This Saturday morning Marc and I took the air-conditioner out of our bedroom window.
The season has officially changed in our New England home.
One of our loads of laundry today was a set of flannel sheets that has been stored in the hallway linen closet for the past six months. Some years we have put the sheets right on our bed without a re-washing and regretted our haste when a musty smell snuck up from our pillowcases at bedtime. This evening we will be able to turn down the covers and, I suspect, register audible satisfaction at the fresh smell and textures and warmth awaiting us.
Another November treat came today when I unwrapped a new bar of soap called “Snow on Cedars.” Marc and I had been walking through a Pennsylvania country market this summer when a vendor’s stand with handmade soaps stopped us. The range of bars – the layers of colors in each bar – the aggressive wildness of some of the natural scents displayed in that open-air stand delighted me. I bought two different bars, one of them a rich, sullen green topped by a layer of snowy cream. Called “Snow on Cedars,” it held a surprise in store for me when I eventually got it home.

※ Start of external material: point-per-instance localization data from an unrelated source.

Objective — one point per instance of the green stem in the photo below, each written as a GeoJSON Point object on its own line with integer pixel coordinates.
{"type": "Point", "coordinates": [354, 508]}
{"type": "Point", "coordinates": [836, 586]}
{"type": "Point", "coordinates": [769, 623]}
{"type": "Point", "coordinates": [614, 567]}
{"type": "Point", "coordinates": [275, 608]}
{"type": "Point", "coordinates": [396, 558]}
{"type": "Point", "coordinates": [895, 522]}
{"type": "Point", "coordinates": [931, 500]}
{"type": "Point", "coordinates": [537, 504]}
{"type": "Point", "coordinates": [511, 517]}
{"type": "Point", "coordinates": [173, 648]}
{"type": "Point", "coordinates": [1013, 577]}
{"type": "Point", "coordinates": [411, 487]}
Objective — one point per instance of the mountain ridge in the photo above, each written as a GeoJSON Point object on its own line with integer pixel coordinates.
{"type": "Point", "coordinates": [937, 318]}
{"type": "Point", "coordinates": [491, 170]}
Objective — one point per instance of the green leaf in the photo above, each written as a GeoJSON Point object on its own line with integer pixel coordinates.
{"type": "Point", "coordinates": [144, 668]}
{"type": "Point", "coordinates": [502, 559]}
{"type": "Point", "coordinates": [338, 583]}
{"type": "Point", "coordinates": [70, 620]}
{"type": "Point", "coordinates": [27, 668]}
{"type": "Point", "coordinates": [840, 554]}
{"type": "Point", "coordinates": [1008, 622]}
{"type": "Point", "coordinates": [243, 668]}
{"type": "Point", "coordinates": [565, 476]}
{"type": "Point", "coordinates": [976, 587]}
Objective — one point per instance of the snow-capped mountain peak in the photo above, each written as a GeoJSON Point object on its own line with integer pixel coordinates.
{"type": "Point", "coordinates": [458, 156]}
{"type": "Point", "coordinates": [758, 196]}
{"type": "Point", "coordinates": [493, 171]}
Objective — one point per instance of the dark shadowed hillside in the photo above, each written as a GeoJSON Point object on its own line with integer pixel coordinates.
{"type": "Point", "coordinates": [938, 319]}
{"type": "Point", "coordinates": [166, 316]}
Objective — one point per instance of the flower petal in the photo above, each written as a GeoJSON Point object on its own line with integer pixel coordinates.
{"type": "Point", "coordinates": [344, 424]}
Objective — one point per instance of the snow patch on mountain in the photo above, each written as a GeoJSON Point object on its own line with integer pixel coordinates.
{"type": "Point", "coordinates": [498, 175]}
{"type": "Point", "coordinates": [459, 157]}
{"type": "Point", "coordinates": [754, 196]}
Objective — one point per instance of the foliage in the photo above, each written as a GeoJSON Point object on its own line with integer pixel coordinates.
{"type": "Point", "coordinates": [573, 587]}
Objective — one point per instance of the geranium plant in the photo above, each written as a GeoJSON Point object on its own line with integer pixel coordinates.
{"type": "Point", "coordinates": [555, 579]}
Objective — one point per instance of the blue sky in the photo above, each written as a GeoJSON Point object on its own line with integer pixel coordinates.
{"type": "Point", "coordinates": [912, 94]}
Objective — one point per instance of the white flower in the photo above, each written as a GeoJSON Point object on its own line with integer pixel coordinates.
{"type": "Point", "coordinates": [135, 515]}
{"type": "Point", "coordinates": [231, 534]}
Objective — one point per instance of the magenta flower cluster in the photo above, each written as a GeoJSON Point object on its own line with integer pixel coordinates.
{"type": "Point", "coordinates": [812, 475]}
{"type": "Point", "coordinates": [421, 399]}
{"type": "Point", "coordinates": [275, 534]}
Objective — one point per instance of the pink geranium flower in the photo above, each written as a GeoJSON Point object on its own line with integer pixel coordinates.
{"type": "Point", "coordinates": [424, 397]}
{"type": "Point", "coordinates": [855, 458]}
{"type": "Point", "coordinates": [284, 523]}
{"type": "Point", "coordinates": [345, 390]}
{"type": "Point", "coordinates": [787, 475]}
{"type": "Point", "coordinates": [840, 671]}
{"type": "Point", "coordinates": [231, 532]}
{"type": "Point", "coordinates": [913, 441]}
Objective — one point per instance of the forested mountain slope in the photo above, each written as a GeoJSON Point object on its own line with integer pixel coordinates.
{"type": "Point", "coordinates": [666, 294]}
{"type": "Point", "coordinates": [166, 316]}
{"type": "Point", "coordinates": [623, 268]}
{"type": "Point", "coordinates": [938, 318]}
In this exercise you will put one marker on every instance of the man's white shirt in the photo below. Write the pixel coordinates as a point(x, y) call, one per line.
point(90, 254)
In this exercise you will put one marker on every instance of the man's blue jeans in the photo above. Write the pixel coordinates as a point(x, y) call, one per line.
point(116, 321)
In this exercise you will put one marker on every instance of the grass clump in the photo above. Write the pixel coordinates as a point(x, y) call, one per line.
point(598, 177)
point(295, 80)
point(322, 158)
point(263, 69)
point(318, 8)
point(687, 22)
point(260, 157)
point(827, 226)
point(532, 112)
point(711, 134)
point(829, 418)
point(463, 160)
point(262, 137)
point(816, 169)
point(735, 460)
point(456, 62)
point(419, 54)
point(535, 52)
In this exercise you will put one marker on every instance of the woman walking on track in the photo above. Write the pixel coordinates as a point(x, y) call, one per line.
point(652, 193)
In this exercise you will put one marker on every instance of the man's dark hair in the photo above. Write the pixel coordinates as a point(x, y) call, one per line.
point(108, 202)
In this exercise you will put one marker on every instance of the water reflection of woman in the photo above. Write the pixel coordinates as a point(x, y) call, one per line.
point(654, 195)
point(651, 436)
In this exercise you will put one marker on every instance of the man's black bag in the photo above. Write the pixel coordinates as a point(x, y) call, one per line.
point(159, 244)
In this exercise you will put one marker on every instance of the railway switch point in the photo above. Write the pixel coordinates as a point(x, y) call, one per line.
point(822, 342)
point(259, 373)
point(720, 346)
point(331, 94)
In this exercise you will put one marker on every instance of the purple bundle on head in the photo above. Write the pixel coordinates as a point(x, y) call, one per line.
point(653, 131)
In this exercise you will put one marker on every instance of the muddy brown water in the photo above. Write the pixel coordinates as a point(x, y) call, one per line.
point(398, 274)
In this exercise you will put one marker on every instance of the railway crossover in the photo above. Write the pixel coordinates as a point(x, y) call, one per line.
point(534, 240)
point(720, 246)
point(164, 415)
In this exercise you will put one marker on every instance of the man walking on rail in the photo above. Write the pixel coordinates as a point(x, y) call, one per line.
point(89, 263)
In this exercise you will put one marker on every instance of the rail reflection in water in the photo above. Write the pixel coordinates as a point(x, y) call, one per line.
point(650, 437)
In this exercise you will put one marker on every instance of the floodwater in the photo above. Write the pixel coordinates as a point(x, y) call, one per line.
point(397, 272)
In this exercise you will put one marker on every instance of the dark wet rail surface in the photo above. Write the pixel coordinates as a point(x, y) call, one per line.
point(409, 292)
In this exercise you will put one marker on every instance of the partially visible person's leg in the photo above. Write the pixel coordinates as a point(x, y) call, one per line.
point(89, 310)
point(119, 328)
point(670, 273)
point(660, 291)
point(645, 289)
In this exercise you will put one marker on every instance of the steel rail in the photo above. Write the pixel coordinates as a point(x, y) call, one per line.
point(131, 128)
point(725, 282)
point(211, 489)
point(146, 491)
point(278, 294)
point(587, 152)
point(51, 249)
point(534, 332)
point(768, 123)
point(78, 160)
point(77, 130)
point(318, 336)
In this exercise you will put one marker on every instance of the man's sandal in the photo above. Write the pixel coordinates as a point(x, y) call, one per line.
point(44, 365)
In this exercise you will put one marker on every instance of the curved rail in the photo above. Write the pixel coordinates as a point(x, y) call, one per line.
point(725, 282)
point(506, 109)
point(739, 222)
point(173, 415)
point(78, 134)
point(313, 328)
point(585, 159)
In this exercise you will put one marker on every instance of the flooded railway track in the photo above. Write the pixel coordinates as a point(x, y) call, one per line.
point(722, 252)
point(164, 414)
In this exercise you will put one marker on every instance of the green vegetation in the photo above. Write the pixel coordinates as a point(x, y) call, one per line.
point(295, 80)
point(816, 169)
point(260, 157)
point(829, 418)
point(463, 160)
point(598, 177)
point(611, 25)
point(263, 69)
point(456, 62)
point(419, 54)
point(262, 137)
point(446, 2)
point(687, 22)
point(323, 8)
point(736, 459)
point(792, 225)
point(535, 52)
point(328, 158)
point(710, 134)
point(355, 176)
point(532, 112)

In the shower one morning shortly afterwards, I raised a washcloth to my face and passed the lather from the bar of green soap across my forehead. Surrounded by dense steam and hot water, I was suddenly inhaling the oil of cedar that was a key ingredient of this homemade soap. I was carried instantly to my parents’ home when I was growing up. I was again opening the cedar chest where all our winter blankets used to be stored during the long humid New Orleans summers.
The prickly textures of the woolen blankets, the acrid scent of the cedar boards lining the chest used to bear up to me the yearly message of winter – that rarest of seasons in the Deep South.
Today there was a repeat of that first morning’s experience with “Snow on Cedars.” We are not yet near snow this year in New England, but I have been conscious of marking a turn in the year with this Saturday’s rituals.
A fire in the fireplace tonight? It fits our New England home, our New England mood, our New England lives together.